The Rhode Island Supreme Court held that Padilla v. Kentucky, 130 S. Ct. 1473 (2010), only requires advice that a plea would make a defendant eligible for deportation and no prejudice is shown if the defendant could have received a longer sentence at trial than was actually received by pleading. Neufville v. State, 13 A.3d 607 (RI 2011) (Suttell, Goldberg, Flaherty, Robinson, and Indeglia, JJ.). Justice Goldberg wrote the court’s opinion.
This case involved an individual who pleaded nolo contendere to multiple offenses in May 2004. Neufville, 13 A.3d at 609. Neufville, who was born in Liberia but lived in the United States since being two-and-a-half years old, at one time had TPS but “at the time of the pleas, his visa for temporary-protection status had expired, rendering his immigration status questionable.” Neufville, 13 A.3d at 609-610. This is the only decision I’ve seen to date where the court applies Padilla to someone with expired TPS status—effectively making Neufville out of status unless he had a way of late renewing.
Though the court applied Padilla to Neufville’s claim of ineffective assistance of counsel, it had little difficulty concluding that Padilla does not help Neufville. Importantly, the court adopted this reading of Padilla’s advice requirement: “Counsel is not required to inform their clients that they will be deported, but rather that a defendant’s ‘plea would make [the defendant] eligible for deportation.’” Neufville, 13 A.3d at 614 (quoting Padilla, 130 S. Ct. at 1483).
All that defense counsel is required to do, the Rhode Island court seems to suggest, is explain that a conviction will make deportation available to the federal government; defense counsel is not required to predict whether the federal government will actually initiate removal proceedings and, if they do, whether removal will actually result.
It is unclear to me whether this dictate falls into either of the two levels of advice Padilla identifies: “When the law is not succinct and straightforward…, a criminal defense attorney need do no more than advise a noncitizen client that pending criminal charges may carry a risk of adverse immigration consequences. But when the deportation consequence is truly clear…the duty to give correct advice is equally clear.” Padilla, 130 S. Ct. at 1483.

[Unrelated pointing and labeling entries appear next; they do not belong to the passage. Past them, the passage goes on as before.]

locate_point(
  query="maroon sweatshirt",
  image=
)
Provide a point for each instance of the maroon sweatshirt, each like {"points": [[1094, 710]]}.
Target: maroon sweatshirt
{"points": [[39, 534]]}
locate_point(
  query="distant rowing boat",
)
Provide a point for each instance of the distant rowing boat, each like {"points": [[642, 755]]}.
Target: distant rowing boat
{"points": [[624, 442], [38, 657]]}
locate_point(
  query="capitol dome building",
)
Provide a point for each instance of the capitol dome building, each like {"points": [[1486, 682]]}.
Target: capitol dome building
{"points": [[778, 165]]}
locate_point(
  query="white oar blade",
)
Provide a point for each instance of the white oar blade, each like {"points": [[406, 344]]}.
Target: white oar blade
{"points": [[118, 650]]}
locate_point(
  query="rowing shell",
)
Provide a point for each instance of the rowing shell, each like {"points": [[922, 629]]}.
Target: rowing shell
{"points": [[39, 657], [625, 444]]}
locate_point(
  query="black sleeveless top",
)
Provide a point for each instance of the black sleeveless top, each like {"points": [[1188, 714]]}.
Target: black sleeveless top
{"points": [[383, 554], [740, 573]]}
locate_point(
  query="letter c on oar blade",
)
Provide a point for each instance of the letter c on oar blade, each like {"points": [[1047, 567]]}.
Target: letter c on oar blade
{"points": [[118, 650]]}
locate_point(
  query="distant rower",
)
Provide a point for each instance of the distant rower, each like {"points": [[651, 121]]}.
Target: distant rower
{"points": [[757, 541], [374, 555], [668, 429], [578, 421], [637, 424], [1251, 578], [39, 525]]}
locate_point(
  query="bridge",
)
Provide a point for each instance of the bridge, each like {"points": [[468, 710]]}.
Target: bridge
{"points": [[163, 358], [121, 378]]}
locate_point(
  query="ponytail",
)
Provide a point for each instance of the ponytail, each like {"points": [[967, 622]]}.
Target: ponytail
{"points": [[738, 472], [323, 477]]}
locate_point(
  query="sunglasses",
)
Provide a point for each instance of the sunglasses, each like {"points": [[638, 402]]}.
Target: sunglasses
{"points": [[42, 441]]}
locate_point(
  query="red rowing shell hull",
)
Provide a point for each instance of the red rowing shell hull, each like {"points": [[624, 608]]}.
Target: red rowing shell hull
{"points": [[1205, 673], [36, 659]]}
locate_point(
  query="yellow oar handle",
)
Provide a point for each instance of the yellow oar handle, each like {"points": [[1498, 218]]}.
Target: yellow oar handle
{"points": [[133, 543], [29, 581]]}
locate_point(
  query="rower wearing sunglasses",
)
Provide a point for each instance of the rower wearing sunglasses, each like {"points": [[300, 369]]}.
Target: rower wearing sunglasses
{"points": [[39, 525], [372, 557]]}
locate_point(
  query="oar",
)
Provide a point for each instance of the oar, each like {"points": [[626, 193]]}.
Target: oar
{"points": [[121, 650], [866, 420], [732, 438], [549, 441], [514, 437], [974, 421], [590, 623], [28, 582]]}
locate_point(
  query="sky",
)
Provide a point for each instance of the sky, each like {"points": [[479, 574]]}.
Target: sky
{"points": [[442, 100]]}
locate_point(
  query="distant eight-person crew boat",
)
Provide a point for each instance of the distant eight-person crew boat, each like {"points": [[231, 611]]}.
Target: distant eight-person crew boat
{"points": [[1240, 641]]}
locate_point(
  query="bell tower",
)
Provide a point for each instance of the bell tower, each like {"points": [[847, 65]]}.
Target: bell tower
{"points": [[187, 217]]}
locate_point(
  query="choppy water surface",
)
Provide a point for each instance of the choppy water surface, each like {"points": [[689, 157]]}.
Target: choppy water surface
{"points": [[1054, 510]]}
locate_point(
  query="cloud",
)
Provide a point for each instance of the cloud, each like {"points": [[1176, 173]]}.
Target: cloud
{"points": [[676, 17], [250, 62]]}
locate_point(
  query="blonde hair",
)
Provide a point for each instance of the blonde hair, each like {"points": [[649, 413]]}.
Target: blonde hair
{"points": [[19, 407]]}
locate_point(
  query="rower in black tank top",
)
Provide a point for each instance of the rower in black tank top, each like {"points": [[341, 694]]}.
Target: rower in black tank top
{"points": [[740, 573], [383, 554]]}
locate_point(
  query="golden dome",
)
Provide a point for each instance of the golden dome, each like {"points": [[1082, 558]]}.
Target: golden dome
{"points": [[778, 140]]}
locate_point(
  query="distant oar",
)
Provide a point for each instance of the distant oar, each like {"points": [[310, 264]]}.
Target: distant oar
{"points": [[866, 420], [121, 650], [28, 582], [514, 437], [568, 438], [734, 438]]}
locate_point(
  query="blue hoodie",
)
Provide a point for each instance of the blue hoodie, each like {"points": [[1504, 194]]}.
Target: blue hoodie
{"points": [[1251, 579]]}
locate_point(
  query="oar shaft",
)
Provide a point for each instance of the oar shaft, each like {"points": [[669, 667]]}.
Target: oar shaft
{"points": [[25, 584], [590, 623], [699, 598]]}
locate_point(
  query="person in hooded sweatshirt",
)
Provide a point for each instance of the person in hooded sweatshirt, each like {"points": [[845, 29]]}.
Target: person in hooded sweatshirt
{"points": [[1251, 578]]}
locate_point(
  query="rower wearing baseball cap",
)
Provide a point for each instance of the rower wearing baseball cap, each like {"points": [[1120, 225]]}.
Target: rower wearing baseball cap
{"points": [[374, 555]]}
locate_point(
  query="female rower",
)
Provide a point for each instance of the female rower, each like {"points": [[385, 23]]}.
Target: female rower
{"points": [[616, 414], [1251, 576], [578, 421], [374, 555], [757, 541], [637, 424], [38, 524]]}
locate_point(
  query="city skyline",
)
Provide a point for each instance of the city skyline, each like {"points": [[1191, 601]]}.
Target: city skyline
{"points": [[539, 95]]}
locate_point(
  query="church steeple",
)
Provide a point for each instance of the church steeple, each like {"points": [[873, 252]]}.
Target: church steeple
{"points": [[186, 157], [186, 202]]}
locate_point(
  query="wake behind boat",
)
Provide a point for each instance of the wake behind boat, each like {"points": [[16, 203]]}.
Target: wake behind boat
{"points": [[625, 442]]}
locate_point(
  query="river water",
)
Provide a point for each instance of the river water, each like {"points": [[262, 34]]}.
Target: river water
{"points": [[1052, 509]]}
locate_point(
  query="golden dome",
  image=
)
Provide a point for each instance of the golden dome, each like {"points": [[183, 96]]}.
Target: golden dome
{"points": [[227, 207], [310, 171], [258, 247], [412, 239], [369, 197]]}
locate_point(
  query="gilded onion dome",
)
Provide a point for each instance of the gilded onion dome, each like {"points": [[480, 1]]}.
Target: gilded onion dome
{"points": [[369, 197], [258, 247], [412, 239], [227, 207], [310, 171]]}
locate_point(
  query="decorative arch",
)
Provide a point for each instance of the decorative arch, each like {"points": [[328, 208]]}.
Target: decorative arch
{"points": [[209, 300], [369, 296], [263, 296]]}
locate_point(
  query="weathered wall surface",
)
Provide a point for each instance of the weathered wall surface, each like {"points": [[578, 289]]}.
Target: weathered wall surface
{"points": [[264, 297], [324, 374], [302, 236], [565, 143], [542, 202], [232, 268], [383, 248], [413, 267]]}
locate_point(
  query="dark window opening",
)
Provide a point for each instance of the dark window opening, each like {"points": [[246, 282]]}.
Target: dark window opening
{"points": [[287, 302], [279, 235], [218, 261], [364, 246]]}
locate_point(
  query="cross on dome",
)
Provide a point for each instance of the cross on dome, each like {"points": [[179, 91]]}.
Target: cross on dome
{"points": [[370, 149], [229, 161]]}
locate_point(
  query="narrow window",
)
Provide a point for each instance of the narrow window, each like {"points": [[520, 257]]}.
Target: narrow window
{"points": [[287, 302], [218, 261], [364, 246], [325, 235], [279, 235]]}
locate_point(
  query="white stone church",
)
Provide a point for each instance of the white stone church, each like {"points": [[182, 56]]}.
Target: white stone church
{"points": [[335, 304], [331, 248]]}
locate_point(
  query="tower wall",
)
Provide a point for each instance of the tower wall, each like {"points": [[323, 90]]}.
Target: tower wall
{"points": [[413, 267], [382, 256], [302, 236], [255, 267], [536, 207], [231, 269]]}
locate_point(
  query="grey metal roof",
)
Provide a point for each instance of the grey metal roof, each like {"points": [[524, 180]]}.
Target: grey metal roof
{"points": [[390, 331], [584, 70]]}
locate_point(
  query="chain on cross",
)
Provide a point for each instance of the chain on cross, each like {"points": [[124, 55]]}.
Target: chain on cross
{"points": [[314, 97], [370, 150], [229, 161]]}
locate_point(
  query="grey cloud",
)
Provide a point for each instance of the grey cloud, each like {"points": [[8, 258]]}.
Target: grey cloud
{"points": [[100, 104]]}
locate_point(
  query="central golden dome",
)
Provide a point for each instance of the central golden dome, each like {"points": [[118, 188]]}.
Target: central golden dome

The court does not explain whether the charges facing Neufville clearly led to deportation or not, the preliminary inquiry that is necessary to determine which level of advice is required. As such, figuring out whether the court’s explanation refers to the general advice requirement (“pending criminal charges may carry a risk of adverse immigration consequences”) or the specific advice requirement (“when the deportation consequence is truly clear…the duty to give correct advice is equally clear”) is nothing more than a guess.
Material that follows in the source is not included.